The brighter parts are badly screwed, the photos are can not be used. The camera is about 6 years old and worked perfectly until now. I didn't do anything unusual with it (cleanig or such).

Any tipps and ideas are warmly welcome.


----------



## KmH (Dec 2, 2012)

Yes, others have posted photos that look like that, and from a variety of camera makes and models.

Image sensors don't last forever. Electronic things tend to malfunction all at once rather than deteriorate over a period of time like many mechanical processes.
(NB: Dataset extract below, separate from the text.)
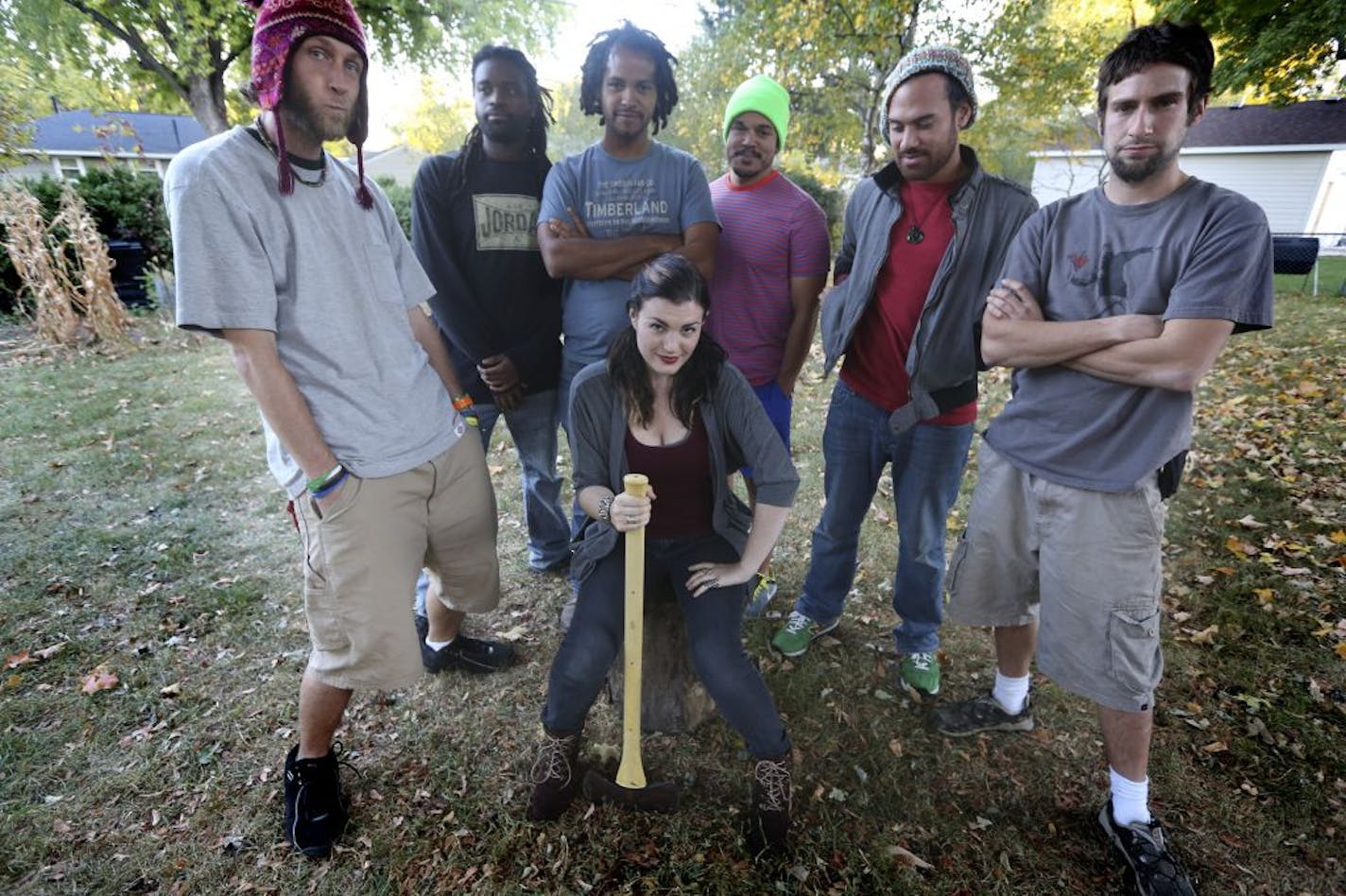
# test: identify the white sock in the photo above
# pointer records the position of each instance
(1130, 798)
(1011, 693)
You can try a 2 button reset, and/or reload the firmware. Otherwise, consult with a repair facility.


----------



## Rhoads238 (Dec 2, 2012)

I would say send it to be repaired. Either that or look at as an excuse to upgrade.


----------



## cumi (Dec 2, 2012)

KmH said:


> You can try a 2 button reset...



How should I do it? I don't know about this...


----------



## Derrel (Dec 2, 2012)

cumi said:


> KmH said:
> 
> 
> > You can try a 2 button reset...
> ...



Nikon D70 problem | Gallery

My Panasonic Lumix went out the same way!!! It got excessive moisture inside of it, and the images looked almost exactly like yours!!! I then took the camera and placed it in a coffee can filled with fresh, good dessicant bags for about 10 days...brought it back to life!!!

Best of luck to you!


----------



## cumi (Dec 10, 2012)

I talked to Nikon Service in Vienna. The problem is definetly with the sensor. They will replace the sensor with a used one for about 130&#8364;.


----------



## KmH (Dec 10, 2012)

cumi said:


> KmH said:
> 
> 
> > You can try a 2 button reset...
> ...


It is in your D70s User's manual. If you don't have the manual, you can download it - Nikon Product Manuals available for download


----------



## Mully (Dec 10, 2012)

I have a D70 and this problem occurred for me after 2months.... Nikon replaced the sensor and never had another problem ... This is now a backup, especially shooting strobe at higher shutter speeds.  Good luck ....you can find good used ones on ebay that might be cheaper than a repair.


----------



## cumi (Dec 11, 2012)

KmH said:


> cumi said:
> 
> 
> > KmH said:
> ...



I tried both the 2-button and also the 1-button reset, but unfortunatly didn't helped...


----------



## KevRev123 (Dec 12, 2012)

That is the CCD sensor going out. To be honest I'm surprised your D70 lasted this long.

I don't know if you really plan to have it repaired as it can be buy used for about as much or you could really throw money towards upgrading.


----------